Amundsen joined the Authority in 2019 and has served as the marine operations director and engineering and maintenance director. He has been overseeing the conversion of the ferry line’s three newest freight vessels — the Barnstable, the Aquinnah, and the Monomoy — at Alabama Shipyard. One of these vessels, the Barnstable, is currently serving on the Nantucket route.
The release states Amundsen brings more than 30 years of experience in “operations, strategic planning, technical management, and engineering in the international shipping industry.” According to the Steamship Authority, his expertise include strategic transportation business development, overseeing safety compliance, structuring and negotiating long-term contracts, cost control and purchasing elements, and presiding over dry-dockings globally.

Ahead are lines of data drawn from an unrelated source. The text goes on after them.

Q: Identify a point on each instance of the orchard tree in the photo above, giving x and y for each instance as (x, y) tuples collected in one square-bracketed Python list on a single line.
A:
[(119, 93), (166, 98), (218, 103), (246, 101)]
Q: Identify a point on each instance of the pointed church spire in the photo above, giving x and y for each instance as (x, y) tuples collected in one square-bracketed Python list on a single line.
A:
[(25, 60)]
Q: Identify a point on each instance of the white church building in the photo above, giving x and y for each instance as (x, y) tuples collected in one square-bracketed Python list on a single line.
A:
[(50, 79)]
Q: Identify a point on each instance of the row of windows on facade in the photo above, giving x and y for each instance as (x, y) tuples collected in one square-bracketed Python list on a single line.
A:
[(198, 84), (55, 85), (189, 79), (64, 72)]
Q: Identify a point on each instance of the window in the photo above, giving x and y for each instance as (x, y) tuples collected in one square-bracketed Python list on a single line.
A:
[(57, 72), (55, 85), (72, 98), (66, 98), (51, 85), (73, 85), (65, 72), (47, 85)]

One of Amundsen’s positions before joining the Steamship Authority was as CEO of Nova Star Cruises, a ferry service between Portland, Maine and Yarmouth in Nova Scotia, Canada that filed for bankruptcy after a short stint. According to CBC reporting, the ferry line had launched in 2014 but had lackluster performance during its two-summer run, including failing to meet ridership goals.
The company was chosen by the Nova Scotian government to sail between the two countries, but the service ended up costing Canadian taxpayers around $40 million Canadian in subsidies. The Nova Scotian government severed ties with Nova Star Cruises and selected Bay Ferries, a Canadian company with a much smaller ferry, to be the new operator of the Maine-Canada route in 2015.
Nova Star Cruises filed for bankruptcy in 2016 and needed to pay back millions of dollars to creditors and vendors. This was a joint effort between ST Marine, a Singaporean company that owned the over-500-foot long vessel MV Nova Star, and Quest Navigations, which Amundsen was president of.
In a Wednesday morning interview, Amundsen told The Times he had approached the Nova Scotian government in 2012 to propose reviving a ferry route between the province and Maine that had ceased in 2008. He said Nova Scotian officials later issued an “expert panel report” identifying the number of passengers and the type of ferry needed as part of a bidding process.
The effort was meant to increase tourism in southern Nova Scotia, but Amundsen said the passenger market was not the same in 2014 as it was before 2008, the time the other service ceased.
“The expert panel report projected 95,000 passengers per year, and we were only able to transport about 60,000 passengers per year,” he said. “Into the second year, we were about the same level … we were short probably about 20,000 to 30,000 passengers a year to make this commercially viable.”
The province eventually found the MV Nova Star was too large for the route it was running between Maine and Nova Scotia, which led to the decision to go with Bay Ferries instead.
“This is a large ferry. It’s not like the ferries we [use to] go back and forth,” Amundsen said. “This was 528 feet, it carried 80 tractor trailers, and 386 cars. So it was quite large for the service.”
Amundsen also said the subsidies Nova Star Cruises included forgivable loans and bonds, and an escrow fund was established to return money to the province over time. He said Nova Scotia withheld around $2 million in funding, which caused a “ripple effect” leading to the seizure by U.S. Marshals, which was taken care of by ST Marine.
ST Marine would move the MV Nova Star to Spain after ending the Gulf of Maine route, and it continued to work with Amundsen. Amundsen said he operated the vessel from 2016 to 2018 between Algeciras, Spain and Tangier, Morocco.
Amundsen’s overall experience, including in various parts of the world, has gained him support from Steamship Authority officials, including Malkin.
“Based on my knowledge, there was no issue with his performance,” Malkin said of Amundsen’s time at Nova Star Cruises.
Amundsen received his bachelor’s degree in marine engineering at Maine Maritime Academy in Castine, Maine, and is a licensed chief engineer of steam and motor vessels.
Updated with comments from Mark Amundsen and Jim Malkin.